I’ve fixed the ends of my strips, and have joined the columns together, have found something to use for a backing so now I just need to get my butt together to baste it and quilt it.

During the week, the Sew My Stash 2015 Precuts Party was announced: make something out of a precut you have stashed.


Since its release, I’ve had a layercake of Rocket Age stashed and I’ve known for a while what I wanted to make with it: Disappearing Hour Glass blocks. Stars with space fabric! Stars with rockets on them! The Riley Blake layer cakes only have 20 pieces in them so I had to find other fabrics to add to them, so I raided my solids drawer and found a few matches to cut 20 10″ squares from to pair with the prints. Because I’ve had this idea for a while, I also bought some fabric in advance for the backing (the rocket print in the bottom left) and if my measurements in my head work out, It should be just enough for the whole backing for this quilt when it’s done. So, before the weekend, I got stuck into making half square triangles and then put them aside to wait until my weekend project was done before trimming as I like to trim HSTs while watching TV and I had another TV watching project on the go.

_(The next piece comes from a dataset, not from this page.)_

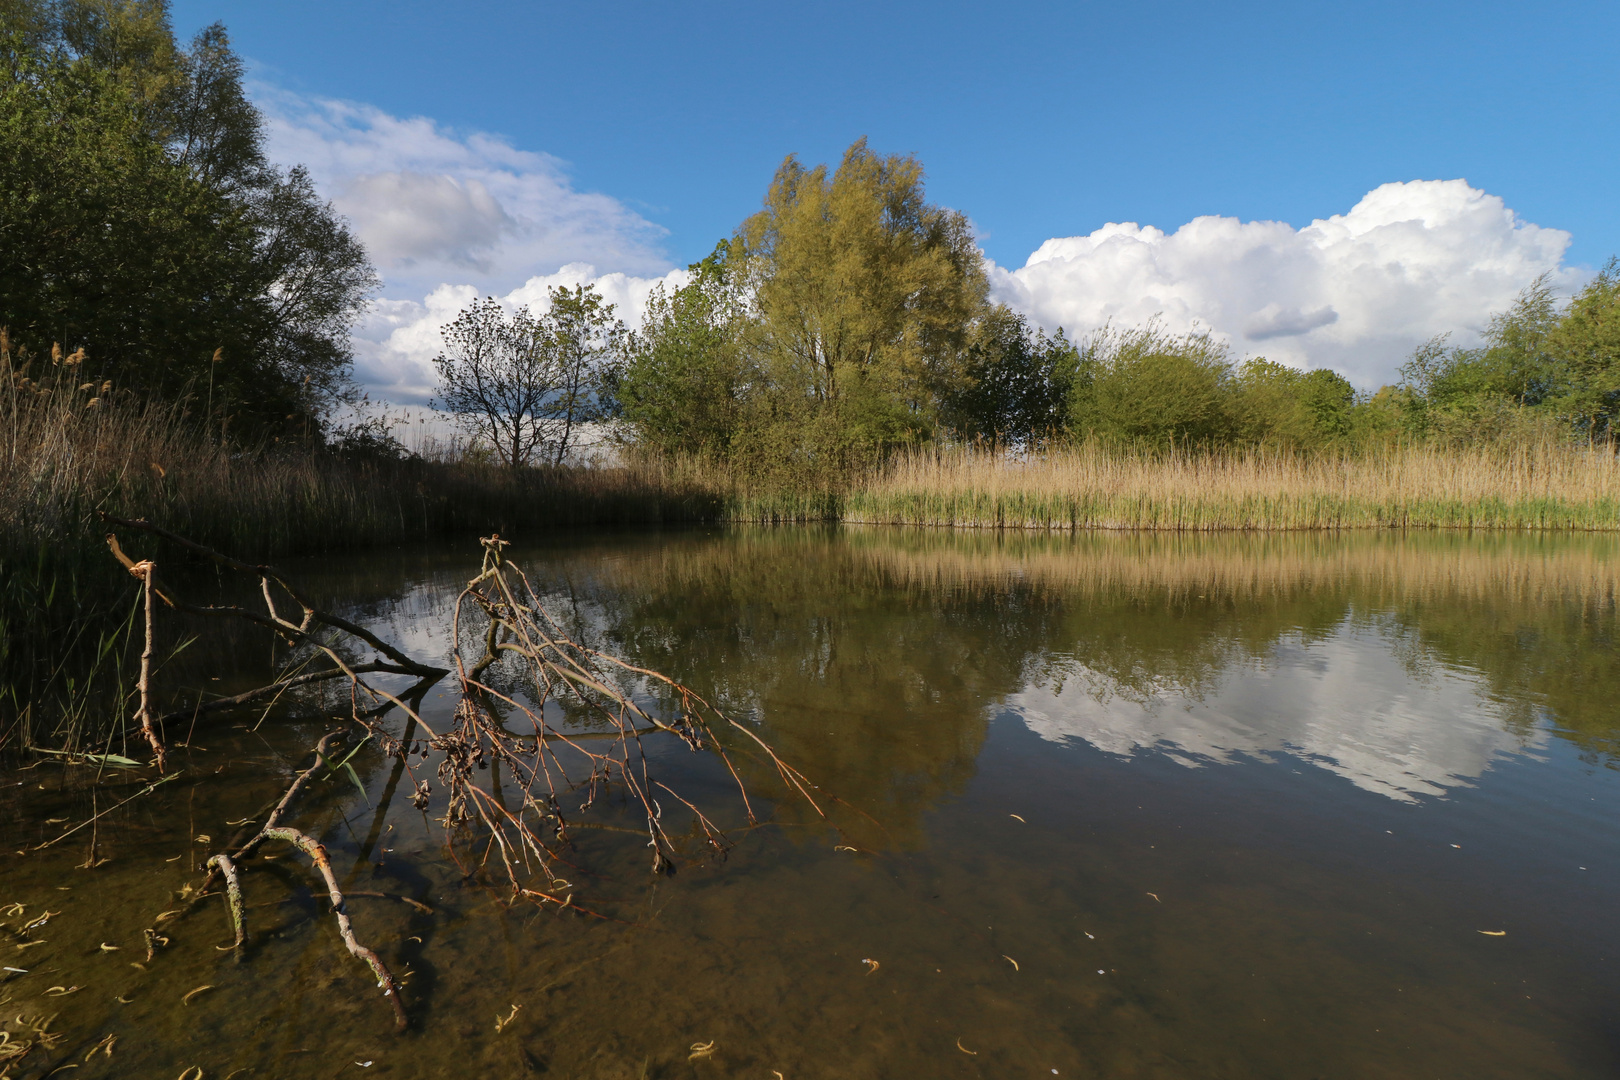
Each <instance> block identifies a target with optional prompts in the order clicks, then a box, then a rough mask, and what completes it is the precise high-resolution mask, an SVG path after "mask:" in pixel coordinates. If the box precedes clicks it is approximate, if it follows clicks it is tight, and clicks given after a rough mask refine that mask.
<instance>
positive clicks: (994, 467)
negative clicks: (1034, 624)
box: [838, 442, 1620, 531]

No picture of that as I’ve already posted it since it was already technically finished but I decided to hand bind the binding on my Supernova quilt. Yes, that’s right. Me, hand bind. Me, who has exclaimed everytime I think of hand binding “I hate hand binding and I will never do it” did hand binding. My decision for doing it was that I needed to fix the binding on the quilt anyway as there were a couple of places that I needed to resew as the thread hadn’t caught the binding on the back (I use Red Pepper Quilt’s tutorial for machine binding, by the way, where you stitch it to the front, flip it to the back – as you would to hand bind – but then ditch stitch on the front to catch it on the back. This way the machine top stitching is visible on the back of the quilt, not the front of the quilt). After this quilt, it’s made me even more adamant to stick to my “no hand binding” rule unless it’s for something super duper special (like this quilt was.). I have better things to do then spend 10-15 hours on the couch watching TV and hand binding. I could have made a whole new quilt top in that time!